I am currently working with two groups in professional development projects that include middle grades teachers. I see this book as very useful and intend to make it available to them, while at the same time reminding them of the following points I consider especially relevant.

Without a doubt, appropriate questioning is essential to guided inquiry. Nonetheless, questions should emanate from and be specific to worthwhile mathematical tasks. Many times these tasks can be embedded in contexts that encourage students to make important connections, e.g., connections to real life or to other ideas within mathematics, to broaden and deepen their understanding of the concept under study. The questions useful in helping achieve this breadth and depth must be carefully designed and sequenced. The a la carte menus of questions provided in this book should be used only as a starting place. Teachers themselves are responsible for designing and sequencing the questions needed to support students in learning important mathematics in deep and connected ways.

Teachers who have had little opportunity to learn to teach mathematics through an inquiry approach will need more help than this book gives to be able to implement the questioning strategies authentically. They may be particularly challenged in scaffolding students with special learning needs. A few good articles are available on this topic, especially in Teaching Children Mathematics and Mathematics Teaching in the Middle School, journals available from NCTM. (Search online at nctm.org if you are an NCTM member, or access through ERIC.)

This complement to Math Solution’s previous publication on questioning strategies, Good Questions for Math Teaching: Why Ask Them and What to Ask, K–6 (Sullivan & Lilburn, 2002) fills a specific and very practical need. It has strong potential for supporting middle school teachers with their questioning as they strive to implement inquiry effectively in their mathematics classrooms.

References

Cazden, C. B. (1988). Classroom discourse: The language of teaching and learning. Portsmouth, NH: Heinemann.
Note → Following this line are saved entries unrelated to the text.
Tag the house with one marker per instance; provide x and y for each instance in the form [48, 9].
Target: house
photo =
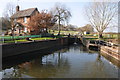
[22, 18]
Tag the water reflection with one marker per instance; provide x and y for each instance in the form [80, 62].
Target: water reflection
[72, 62]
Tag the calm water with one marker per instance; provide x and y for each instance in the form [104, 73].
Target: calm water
[71, 62]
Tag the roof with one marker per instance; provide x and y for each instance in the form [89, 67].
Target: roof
[24, 13]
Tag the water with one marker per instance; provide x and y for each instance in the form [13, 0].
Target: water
[71, 62]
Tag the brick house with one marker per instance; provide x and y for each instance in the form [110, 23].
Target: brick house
[22, 18]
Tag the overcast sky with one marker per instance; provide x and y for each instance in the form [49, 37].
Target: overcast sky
[76, 7]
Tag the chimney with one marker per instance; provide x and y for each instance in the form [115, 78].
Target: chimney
[17, 8]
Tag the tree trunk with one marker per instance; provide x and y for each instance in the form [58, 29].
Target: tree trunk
[59, 26]
[100, 35]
McKenzie, J. (1997). Telling questions and the search for insight. Retrieved January 1, 2007, from www.questioning.org/Q8/telling.html.

National Council of Teachers of Mathematics. (2000). Principles and standards for school mathematics. Reston, VA: Author.Sullivan, P., & Lilburn, P. (2002). Good questions for math teaching: Why ask them and what to ask, K–6. Sausalito, CA: Math Solutions.
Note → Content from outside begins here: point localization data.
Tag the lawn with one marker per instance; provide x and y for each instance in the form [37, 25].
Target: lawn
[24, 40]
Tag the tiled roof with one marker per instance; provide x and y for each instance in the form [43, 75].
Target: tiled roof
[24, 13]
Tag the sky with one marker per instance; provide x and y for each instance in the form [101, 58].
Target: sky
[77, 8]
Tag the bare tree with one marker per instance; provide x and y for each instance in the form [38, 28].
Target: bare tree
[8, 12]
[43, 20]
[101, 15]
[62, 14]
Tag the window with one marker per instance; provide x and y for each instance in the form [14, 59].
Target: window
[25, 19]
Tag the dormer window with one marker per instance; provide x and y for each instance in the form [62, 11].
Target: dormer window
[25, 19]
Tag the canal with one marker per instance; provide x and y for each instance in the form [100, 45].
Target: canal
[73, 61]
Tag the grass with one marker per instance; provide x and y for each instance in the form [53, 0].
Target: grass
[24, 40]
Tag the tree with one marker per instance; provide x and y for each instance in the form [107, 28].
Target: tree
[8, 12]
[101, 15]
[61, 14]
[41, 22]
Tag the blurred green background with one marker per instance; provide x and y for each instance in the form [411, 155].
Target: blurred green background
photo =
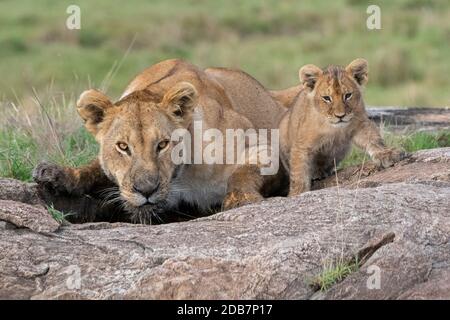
[44, 66]
[408, 57]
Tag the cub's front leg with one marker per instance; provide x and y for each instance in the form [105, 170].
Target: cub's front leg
[243, 187]
[368, 138]
[74, 181]
[299, 170]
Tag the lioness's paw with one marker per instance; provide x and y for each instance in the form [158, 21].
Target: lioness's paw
[52, 177]
[388, 157]
[236, 199]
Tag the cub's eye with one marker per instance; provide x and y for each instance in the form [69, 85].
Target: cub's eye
[327, 99]
[122, 147]
[162, 145]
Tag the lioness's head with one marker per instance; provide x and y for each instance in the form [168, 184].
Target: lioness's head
[134, 135]
[336, 91]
Review by Heather Taylor, editor of Connect magazine. From the September–October 2008 issue of Connect, published by Synergy Learning International, Inc. Reprinted with permission from Connect, © 2008 by Synergy Learning International, Inc.

Good Questions for Math Teaching: Why Ask Them and What to Ask, Grades 5–8, by Lainie Schuster and Nancy Canavan Anderson, is the companion book to the book of the same title for grades [K–6] by Peter Sullivan and Pat Lilburn. Good questions are open-ended and reveal both what students know and what misconceptions they might have. There are three sections in this book. Section one examines types of questions; section two explains how to use the book; three looks at questions to use in the classroom. In this book the questions are arranged into seven strands including topics such as number relationships; multiplication and proportional reasoning; and fractions, decimals and percents. Over thirty blackline masters follow the text.